09:11 l’audience est suspendue. En effet, dès son entrée dans la salle, le juge Lamotte a fait sortir toutes les personnes qui logeaient à la première rangée de la salle 4, qui, selon lui, ont été identifiées comme de faiseurs de troubles. Parmi eux, le maire de Grand-Yoff qui a tenu tête les forces de l’ordre. « Je n’ai rien fait, je suis un responsable, je ne sortirais pas’, scande-t-il. Il a pu finalement expulsé de la salle. Un fait qui a suscité la rage du public qui a semé le désordre pendant quelques minutes. *

09:16: l’audience va redémarrer

09:19: le juge Malick Lamotte qui s’adresse au public, leur fait comprendre que « désormais, dans cette salle, aucune manifestation ne sera permise, si vous sortez dehors vous pouvez manifester mais plus dans cette salle ».

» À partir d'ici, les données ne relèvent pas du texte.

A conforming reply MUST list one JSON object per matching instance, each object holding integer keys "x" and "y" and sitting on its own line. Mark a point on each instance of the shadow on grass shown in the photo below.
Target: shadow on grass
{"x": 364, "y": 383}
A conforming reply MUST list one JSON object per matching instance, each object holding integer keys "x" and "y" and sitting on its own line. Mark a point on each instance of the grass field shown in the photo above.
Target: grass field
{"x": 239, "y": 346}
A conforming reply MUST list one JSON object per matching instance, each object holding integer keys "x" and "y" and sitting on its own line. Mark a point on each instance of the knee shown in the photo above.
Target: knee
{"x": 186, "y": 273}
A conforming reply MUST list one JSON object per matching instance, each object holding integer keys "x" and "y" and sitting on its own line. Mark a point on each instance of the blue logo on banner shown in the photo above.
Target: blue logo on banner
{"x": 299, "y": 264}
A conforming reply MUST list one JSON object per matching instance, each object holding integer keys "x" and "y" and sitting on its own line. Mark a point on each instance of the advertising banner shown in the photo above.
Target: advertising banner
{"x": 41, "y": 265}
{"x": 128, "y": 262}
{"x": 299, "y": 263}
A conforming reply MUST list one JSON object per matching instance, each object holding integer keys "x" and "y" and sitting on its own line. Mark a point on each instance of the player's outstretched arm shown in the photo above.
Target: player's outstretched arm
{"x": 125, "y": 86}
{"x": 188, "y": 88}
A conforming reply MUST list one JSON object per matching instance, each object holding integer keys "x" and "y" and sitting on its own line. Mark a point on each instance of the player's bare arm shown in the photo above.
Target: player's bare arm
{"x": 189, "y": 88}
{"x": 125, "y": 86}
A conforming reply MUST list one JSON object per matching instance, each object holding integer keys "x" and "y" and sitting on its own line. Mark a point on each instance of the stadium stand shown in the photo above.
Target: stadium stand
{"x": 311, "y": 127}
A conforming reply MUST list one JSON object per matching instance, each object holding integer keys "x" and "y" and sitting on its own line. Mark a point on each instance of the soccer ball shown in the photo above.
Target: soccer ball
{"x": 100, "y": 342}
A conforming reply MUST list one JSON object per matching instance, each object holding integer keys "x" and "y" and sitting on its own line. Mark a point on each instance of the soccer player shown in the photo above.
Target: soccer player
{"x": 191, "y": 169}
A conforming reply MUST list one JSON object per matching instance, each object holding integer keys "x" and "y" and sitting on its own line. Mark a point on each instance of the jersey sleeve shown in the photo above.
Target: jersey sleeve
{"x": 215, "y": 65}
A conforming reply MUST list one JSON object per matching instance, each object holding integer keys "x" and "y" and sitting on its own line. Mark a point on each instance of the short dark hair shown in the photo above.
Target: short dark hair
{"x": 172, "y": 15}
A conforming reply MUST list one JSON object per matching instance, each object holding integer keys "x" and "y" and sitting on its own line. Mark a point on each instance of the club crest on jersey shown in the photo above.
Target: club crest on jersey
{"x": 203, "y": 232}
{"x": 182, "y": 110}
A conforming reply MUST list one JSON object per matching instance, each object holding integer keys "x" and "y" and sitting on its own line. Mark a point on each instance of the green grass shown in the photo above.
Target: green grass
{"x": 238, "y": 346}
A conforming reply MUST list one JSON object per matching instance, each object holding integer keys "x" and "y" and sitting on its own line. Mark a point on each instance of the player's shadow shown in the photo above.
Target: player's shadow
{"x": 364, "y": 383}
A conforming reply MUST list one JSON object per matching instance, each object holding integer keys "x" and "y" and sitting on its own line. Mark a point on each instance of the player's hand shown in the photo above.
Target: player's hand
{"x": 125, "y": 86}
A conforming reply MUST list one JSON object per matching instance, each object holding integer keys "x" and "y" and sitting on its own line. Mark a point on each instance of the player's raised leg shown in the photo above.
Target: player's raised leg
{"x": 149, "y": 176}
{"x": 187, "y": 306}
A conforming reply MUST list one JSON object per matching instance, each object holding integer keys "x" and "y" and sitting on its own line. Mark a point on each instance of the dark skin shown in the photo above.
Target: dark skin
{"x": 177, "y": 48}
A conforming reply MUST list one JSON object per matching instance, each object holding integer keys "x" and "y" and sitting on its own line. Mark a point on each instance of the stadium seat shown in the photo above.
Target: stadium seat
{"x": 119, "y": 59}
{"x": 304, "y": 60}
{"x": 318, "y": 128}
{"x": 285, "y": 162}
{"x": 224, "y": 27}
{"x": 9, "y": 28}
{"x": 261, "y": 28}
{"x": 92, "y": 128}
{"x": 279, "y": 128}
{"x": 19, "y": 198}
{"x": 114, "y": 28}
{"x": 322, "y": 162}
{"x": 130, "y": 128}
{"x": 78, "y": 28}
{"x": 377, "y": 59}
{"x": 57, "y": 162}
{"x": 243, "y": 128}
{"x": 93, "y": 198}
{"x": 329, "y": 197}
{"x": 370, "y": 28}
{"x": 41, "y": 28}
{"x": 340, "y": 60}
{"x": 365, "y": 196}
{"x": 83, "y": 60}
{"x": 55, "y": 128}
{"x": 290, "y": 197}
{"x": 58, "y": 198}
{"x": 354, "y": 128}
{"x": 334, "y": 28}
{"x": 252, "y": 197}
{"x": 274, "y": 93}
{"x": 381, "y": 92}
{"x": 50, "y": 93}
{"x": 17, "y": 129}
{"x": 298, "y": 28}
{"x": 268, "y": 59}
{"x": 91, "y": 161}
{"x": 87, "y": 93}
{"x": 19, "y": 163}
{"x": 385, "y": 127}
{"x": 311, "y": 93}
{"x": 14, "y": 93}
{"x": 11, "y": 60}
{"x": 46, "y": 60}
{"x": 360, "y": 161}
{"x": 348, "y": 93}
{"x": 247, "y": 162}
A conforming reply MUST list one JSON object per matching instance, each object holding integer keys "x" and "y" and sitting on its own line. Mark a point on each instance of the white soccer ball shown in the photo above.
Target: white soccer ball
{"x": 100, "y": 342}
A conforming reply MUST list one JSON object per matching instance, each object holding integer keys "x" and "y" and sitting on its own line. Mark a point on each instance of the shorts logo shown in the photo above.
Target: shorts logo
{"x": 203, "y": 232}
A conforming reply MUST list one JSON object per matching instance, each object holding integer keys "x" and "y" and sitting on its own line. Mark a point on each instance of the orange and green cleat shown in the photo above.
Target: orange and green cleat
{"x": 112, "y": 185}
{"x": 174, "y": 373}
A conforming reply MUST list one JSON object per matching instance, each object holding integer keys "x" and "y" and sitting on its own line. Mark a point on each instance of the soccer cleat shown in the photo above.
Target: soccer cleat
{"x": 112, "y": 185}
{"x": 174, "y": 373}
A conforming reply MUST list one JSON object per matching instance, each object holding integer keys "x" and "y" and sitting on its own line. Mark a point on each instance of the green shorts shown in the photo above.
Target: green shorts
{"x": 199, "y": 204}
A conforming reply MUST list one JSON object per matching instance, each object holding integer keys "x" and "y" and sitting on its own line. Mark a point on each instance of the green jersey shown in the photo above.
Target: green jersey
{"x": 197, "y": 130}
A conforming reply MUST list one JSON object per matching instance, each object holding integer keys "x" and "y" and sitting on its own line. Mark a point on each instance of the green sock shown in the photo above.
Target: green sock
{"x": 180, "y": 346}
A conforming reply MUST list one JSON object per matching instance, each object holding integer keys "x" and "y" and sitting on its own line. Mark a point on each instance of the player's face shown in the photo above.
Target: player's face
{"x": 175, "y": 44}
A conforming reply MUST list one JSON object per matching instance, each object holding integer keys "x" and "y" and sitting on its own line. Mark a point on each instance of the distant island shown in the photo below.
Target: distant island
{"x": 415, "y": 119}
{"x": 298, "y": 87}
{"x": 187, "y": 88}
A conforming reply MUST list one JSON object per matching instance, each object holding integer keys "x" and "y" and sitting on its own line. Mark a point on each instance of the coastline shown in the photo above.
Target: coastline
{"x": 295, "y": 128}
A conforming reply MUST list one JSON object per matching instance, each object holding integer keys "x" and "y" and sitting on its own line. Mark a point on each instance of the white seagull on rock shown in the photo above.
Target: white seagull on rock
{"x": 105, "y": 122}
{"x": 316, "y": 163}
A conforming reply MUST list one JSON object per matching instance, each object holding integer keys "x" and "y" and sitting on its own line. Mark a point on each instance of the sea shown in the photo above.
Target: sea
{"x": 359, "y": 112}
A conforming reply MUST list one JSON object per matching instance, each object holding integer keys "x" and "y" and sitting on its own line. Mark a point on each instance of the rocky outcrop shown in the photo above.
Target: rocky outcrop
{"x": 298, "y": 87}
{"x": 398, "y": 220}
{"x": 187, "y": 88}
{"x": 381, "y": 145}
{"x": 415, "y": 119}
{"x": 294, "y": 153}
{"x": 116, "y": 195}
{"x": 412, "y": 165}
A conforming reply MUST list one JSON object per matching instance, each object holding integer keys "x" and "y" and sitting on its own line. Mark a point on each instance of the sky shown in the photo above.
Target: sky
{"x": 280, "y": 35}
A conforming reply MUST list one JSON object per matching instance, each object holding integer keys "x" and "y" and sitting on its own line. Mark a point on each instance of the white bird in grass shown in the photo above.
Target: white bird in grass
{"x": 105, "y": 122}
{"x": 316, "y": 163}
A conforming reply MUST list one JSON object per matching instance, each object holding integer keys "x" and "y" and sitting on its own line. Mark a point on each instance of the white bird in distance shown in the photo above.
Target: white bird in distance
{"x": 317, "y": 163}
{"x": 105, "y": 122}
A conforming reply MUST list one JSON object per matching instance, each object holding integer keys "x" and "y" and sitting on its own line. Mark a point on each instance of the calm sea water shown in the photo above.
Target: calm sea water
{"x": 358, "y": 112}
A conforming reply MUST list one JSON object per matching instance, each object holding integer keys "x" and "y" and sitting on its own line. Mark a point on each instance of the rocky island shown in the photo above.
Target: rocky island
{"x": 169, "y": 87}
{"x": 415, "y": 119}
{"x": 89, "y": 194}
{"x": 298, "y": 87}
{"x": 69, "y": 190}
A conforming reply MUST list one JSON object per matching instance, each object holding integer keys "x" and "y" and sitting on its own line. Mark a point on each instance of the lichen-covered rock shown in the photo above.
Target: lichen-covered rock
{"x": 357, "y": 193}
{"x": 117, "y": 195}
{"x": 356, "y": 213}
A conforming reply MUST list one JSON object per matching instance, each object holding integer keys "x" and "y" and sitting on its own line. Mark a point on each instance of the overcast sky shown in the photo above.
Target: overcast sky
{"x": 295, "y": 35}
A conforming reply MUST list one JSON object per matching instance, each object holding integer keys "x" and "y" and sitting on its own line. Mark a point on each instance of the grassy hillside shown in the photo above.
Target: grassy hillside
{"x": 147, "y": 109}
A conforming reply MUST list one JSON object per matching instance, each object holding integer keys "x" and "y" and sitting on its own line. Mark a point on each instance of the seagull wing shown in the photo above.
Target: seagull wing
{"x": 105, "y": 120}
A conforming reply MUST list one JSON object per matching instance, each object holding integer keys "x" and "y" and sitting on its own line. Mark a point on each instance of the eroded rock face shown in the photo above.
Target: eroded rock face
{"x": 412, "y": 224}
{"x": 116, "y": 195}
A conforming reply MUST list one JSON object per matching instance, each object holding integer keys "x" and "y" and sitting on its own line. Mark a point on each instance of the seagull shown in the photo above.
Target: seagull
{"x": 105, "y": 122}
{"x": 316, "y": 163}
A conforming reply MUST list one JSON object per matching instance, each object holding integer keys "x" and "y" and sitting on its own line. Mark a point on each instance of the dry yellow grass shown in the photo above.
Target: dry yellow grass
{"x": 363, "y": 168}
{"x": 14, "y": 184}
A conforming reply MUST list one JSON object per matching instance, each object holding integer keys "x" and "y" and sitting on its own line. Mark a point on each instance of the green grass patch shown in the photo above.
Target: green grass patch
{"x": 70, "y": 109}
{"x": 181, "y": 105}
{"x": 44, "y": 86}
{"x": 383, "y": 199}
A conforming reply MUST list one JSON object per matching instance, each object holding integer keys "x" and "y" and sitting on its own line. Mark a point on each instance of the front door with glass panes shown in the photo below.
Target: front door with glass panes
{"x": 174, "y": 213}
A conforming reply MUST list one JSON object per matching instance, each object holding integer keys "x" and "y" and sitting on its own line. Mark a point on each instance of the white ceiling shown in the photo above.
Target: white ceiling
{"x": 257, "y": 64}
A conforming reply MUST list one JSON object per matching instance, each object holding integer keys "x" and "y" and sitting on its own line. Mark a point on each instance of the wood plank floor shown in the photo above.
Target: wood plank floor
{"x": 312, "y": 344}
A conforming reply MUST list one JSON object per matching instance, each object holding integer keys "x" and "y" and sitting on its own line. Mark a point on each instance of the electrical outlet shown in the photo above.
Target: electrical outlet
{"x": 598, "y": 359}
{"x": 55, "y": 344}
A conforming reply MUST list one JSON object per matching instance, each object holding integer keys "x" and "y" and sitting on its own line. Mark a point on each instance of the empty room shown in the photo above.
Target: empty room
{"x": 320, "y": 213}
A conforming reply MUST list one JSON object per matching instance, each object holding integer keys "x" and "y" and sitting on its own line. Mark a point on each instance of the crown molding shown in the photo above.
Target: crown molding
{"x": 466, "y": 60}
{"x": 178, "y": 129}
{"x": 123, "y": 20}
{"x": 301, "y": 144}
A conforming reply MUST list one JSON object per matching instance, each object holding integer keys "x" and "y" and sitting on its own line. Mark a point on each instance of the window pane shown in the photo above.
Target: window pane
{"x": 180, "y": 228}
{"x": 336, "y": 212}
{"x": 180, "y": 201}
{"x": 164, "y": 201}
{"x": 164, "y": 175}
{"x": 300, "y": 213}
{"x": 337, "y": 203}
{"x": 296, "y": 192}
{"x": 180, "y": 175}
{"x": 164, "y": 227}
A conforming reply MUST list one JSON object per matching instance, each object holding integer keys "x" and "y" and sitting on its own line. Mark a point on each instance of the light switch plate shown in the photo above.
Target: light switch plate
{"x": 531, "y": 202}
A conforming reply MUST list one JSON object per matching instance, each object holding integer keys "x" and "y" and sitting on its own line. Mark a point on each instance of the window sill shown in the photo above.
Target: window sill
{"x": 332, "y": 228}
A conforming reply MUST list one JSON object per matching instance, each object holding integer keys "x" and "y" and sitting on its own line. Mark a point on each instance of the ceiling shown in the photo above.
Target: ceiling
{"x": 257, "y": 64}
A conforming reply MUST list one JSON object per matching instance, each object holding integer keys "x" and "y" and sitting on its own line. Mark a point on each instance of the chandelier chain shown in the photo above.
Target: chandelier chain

09:22 : La défense ouvre la plaidoirie avec Me Borso Pouye
Deuxième jour d’audience du procès khalifa Sall
Me Borso Pouye, avocat de la défense : «L’Etat du Sénégal n’a pas sa place ici. Il ne s’agit pas de deniers publics ; il est bien dit qu’il s’agit de deniers provenant des recettes de la mairie de la ville de Dakar. La mairie elle est autonome. C’est pour vous distraire, qu’on vous met à raller, mais ça ne passera pas. Le seul intérêt à agir qu’à l’Etat du Sénégal dans cette affaire, c’est juste d’avoir la tête de Khalifa Sall.
Nous sollicitons une chose dans cette affaire, c’est que la constitution de partie civile de l’Etat fasse l’objet d’un examen et qu’elle ne puisse pas passée».

9h35 : Le Tribunal se prononce sur la recevabilité de la constitution de partie civile de l’Etat du Sénégal et de la mairie de Dakar
«Nous ne nous immiscions pas dans votre façon de vous organiser pour votre défense. Si chaque partie (la défense ou l’Etat) pense que le fait de se constituer en partie civile leur permette de se défense, c’est à vous de vous organiser, mais sans léser l’autre ».

ME François Sarr, la défense : «En vertu du principe de l’autonomie, c’est la collectivité locale qui a subi un préjudice. Seule une délibération du conseil rural permet d’exercer une action en justice ».

9h55 : Procureur, Serigne Bassirou Guèye, accepte la constitution de PC de l’Etat et rejette celle de l’Etat
«Depuis 2013, le Sénégal a été entièrement délimité. Les territoires sont délimités en commune. Un receveur de la mairie est un fonctionnaire de l’Etat, et vous ( la défense) vous dites que l’Etat ne doit pas agir. C’est encensé». L’Etat a intérêt à agir dans cette affaire.
«L’AJE, ne peut pas représenter la mairie. Il dit que l’Etat a subi un préjudice donc je vais le défendre. Sur ce point, il a droit â être là».
Du côté de la mairie, le Procureur rejette sa constitution. Selon Serigne Bassirou Guèye, les avocats n’ont pas apporté des justificatifs au préjudice subi. Ils n’ont pas été convainquant selon lui.